Когда Савостин проходил мимо районной сберкассы, высокий мужчина с толстым портфелем швырнул на тротуар окурок. Молодой постовой набрался духу и попросил поднять. Но, наверно, попросил не тем тоном - мужчина даже не обернулся.
Потом, в узком переулке, повстречал старушку с овчаркой. Остановил. Напомнил, что без намордника выгуливать собак воспрещается, хотел взыскать штраф.

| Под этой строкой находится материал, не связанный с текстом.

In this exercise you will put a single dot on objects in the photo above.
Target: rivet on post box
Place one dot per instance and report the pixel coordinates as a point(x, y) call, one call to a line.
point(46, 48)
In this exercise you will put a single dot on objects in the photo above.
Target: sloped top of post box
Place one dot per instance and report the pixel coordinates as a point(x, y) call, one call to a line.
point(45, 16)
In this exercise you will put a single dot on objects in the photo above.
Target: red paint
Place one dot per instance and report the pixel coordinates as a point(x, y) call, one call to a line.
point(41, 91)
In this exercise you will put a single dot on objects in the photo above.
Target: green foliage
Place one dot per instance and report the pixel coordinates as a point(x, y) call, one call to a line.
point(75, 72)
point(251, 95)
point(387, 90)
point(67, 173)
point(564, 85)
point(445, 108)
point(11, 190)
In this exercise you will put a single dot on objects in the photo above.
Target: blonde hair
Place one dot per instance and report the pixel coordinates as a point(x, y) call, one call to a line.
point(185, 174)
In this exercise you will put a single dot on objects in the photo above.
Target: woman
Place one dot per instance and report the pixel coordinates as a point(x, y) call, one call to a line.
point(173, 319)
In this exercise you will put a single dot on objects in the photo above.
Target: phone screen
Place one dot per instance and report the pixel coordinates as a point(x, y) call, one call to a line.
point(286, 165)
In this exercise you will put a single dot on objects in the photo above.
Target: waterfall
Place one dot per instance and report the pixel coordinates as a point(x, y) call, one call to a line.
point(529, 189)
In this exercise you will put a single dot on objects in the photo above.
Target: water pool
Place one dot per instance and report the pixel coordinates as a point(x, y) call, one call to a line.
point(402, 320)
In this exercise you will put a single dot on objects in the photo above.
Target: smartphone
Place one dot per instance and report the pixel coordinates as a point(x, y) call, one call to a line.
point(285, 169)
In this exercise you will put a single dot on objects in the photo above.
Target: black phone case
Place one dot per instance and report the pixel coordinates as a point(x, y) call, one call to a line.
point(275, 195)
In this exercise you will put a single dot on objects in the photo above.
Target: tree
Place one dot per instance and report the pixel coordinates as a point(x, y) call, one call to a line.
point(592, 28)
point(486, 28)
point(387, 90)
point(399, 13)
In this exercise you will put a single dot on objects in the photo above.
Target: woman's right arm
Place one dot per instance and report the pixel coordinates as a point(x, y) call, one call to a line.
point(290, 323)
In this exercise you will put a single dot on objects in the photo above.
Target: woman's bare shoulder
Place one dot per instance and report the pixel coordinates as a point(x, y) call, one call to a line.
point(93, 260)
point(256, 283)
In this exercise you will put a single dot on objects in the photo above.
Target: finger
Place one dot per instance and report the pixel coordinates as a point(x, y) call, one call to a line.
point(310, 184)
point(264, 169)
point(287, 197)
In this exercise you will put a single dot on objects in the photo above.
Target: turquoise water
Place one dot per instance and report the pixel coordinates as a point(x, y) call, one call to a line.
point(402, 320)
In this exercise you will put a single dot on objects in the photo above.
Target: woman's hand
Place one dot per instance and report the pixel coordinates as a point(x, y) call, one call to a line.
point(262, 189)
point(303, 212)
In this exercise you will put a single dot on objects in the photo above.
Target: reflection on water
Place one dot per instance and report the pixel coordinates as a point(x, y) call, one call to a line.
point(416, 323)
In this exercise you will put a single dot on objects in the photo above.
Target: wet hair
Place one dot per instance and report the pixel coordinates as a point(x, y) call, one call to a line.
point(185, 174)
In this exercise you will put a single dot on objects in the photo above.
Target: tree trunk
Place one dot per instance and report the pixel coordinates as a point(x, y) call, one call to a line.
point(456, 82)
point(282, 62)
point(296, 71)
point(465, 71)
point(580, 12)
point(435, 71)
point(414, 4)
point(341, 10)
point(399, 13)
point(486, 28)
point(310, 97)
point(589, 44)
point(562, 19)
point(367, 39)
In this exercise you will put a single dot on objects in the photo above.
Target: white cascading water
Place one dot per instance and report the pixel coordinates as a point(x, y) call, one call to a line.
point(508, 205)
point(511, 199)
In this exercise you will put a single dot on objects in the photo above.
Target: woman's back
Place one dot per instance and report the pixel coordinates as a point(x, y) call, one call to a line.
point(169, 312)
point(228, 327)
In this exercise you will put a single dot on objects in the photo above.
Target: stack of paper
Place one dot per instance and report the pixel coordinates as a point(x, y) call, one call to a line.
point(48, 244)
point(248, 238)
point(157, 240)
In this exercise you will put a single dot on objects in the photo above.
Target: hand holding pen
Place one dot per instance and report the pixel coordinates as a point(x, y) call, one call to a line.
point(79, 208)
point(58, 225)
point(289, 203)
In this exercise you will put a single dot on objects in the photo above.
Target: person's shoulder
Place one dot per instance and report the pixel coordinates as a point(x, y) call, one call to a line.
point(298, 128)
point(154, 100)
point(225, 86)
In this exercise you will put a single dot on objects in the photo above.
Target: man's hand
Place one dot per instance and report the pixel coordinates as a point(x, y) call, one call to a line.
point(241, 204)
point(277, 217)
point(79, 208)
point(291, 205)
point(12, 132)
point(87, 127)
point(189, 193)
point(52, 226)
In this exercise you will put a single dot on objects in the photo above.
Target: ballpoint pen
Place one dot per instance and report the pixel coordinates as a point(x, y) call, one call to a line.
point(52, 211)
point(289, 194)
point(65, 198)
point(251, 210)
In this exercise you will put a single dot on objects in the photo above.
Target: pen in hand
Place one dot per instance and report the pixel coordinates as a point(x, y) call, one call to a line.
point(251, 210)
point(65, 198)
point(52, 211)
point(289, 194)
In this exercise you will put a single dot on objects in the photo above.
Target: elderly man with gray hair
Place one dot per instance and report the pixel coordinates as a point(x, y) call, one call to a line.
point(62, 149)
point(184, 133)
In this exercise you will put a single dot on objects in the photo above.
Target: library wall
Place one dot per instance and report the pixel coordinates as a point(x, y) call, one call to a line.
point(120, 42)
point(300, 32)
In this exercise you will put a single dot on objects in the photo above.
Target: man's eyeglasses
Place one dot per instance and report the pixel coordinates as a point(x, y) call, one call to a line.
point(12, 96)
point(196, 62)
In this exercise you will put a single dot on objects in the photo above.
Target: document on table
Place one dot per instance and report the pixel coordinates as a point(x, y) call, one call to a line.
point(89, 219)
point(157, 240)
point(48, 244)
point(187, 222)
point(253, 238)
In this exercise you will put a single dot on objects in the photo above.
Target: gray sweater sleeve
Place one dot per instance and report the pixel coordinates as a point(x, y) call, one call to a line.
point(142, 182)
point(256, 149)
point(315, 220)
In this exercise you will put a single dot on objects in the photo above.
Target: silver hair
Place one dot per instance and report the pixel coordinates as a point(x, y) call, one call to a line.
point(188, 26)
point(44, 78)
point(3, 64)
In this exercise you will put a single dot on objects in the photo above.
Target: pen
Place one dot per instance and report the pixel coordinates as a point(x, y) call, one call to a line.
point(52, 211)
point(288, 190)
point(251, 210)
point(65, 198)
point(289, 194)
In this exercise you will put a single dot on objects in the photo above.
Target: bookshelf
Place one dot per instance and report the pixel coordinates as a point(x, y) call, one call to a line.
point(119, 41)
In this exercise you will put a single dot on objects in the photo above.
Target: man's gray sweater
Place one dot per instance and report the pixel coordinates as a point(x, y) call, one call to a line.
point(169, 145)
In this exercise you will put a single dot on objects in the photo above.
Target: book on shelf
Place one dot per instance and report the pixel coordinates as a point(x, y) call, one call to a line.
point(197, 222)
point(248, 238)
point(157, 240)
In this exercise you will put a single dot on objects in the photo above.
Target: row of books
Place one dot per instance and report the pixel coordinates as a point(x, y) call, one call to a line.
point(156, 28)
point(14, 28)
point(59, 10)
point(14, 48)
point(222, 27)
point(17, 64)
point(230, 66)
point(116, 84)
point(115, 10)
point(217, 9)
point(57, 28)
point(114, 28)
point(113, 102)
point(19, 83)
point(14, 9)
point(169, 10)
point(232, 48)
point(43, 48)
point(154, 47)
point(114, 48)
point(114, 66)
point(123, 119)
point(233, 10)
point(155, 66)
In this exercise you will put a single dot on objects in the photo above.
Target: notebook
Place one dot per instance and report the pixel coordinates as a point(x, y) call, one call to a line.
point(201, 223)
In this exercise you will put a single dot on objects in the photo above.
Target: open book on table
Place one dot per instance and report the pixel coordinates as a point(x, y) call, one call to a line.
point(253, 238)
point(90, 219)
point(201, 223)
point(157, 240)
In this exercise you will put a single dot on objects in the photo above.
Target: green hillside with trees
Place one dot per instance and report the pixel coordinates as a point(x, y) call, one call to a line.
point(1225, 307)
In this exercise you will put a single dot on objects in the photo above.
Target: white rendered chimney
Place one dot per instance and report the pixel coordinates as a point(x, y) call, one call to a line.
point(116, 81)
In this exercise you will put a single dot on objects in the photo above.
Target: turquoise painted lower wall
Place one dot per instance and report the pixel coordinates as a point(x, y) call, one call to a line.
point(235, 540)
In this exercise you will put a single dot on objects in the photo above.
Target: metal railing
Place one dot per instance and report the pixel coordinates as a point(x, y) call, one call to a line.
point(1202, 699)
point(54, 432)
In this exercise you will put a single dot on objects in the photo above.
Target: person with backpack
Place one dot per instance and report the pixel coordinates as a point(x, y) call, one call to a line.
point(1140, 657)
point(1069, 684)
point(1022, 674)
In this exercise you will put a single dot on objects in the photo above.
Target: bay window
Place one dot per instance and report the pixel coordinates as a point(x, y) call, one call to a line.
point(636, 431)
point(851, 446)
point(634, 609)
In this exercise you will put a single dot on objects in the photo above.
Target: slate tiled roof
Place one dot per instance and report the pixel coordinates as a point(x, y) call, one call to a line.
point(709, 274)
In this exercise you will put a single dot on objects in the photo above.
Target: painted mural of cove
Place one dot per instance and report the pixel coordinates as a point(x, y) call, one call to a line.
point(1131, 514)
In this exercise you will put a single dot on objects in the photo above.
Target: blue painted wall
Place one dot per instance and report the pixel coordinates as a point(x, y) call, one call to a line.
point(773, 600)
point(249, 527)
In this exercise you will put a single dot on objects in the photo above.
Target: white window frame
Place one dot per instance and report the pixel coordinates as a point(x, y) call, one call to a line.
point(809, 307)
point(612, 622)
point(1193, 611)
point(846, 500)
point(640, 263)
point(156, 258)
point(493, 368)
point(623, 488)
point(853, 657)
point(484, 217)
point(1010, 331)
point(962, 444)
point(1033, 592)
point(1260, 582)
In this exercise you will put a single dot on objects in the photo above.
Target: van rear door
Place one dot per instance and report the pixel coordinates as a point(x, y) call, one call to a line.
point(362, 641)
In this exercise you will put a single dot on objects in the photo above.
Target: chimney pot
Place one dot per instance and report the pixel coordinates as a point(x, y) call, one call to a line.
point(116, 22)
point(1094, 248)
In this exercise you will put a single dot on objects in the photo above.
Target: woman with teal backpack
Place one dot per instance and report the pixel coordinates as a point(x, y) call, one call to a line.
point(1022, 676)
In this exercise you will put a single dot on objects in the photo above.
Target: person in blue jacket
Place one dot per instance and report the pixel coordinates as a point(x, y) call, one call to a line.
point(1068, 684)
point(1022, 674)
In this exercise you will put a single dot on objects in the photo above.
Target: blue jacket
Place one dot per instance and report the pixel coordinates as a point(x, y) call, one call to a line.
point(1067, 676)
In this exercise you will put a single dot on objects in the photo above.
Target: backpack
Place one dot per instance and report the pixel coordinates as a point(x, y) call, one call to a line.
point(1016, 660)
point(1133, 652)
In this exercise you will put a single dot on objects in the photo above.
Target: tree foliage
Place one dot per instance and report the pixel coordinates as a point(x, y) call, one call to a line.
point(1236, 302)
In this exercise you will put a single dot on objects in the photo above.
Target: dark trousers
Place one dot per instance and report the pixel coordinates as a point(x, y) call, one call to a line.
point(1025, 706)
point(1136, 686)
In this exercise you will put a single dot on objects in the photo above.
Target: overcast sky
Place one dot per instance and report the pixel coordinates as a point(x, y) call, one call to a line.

Но старушенция оказалась такой бесстрашной и дерзкой, что сказала: "Тебе самому намордник надеть надо...". Савостин опешил тогда, покраснел и не нашёлся, как поступить.
Под конец смены он заметил на пустыре, как из остановившейся легковой машины вылез гражданин с чемоданом в руке и направился к кустам свалки, а вышел оттуда без чемодана. Постовой запомнил номер машины, заподозрив неладное, и когда легковая укатила, полез в кусты. В старом, обшарпанном чемодане лежали грязные тряпки, осколки зеркала, ватные затычки...
"Эх, подвиги, подвиги. Милиция - трудная, рядовая служба" - хмыкнул носом Савостин и невзначай скосил глаза на грудь, на полоску медальных колодок.
- Начальник, выпускай! Я в норме! - прервал воспоминания крик из камеры.
Александр Сергеевич шумно вздохнул, скомкал изрисованный листок, бросил его в ведро и взял ключи.
Доставленный ночью и верно был в норме - совсем протрезвел.
- Покурить бы, начальник...Уши опухли, рот-пароход!
- Вот и хорошо. Здоровье беречь надо.
- Береги, не береги - одна марцефаль...
Александр Сергеевич оглядел мятое, вконец выношенное пальтишко, нечистый свалявшийся шарф, небритое, ничуть не виноватое лицо дядьки.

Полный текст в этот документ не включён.